Mais nous ne pouvons pas te laisser partir, nous tes compagnons, tes amis, tes acteurs, sans te redire que nous t’aimions. Oui nous t’aimions, mon cher Philippe, toi qui jouait si souvent le rôle du mal-aimé, et qui semblait parfois tout faire pour obtenir ce rôle. Pour ça, tu avais l’incorrigible talent de nous exaspérer par quelque maladresse, ( quelque phrase assassine) dans les moments où justement nous t’admirions le plus.
Mais ces efforts pour déplaire n’avaient aucune chance de réussir. On te pardonnait tout. On voyait trop l’enfant que tu étais, celui que tu es resté toute ta vie, le petit garçon du jardin des plantes qui a toujours su nous reprendre sous son charme.

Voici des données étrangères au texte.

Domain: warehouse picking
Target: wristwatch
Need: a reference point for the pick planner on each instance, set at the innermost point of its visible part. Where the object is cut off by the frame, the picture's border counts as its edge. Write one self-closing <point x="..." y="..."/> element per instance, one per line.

On ne peut penser à toi,  Philippe, sans voir surgir des visages, bondir des silhouettes, sans entendre claquer des répliques, s’entrechoquer des épées. Une troupe magnifique s’avance, ce sont les comédiens que tu as entraîné dans ta ronde. Ils ont été tes doubles, tes frères. Tu t’identifiais à eux, ils s’identifiaient à toi le temps d’un film. Ils parlaient à ton rythme, ils marchaient à ton pas, et le plus souvent, d’ailleurs, ils couraient…Nous connaissons leurs noms, la liste n’est pas longue. Ce sont tout simplement les noms des plus grands acteurs français.
Cette troupe prestigieuse te salue, Philippe.

En réponse, là-haut, comme Cyrano, ton salut balaiera largement le seuil bleu, car sans un pli, sans une tache, tu emportes avec toi, comme lui, ton panache.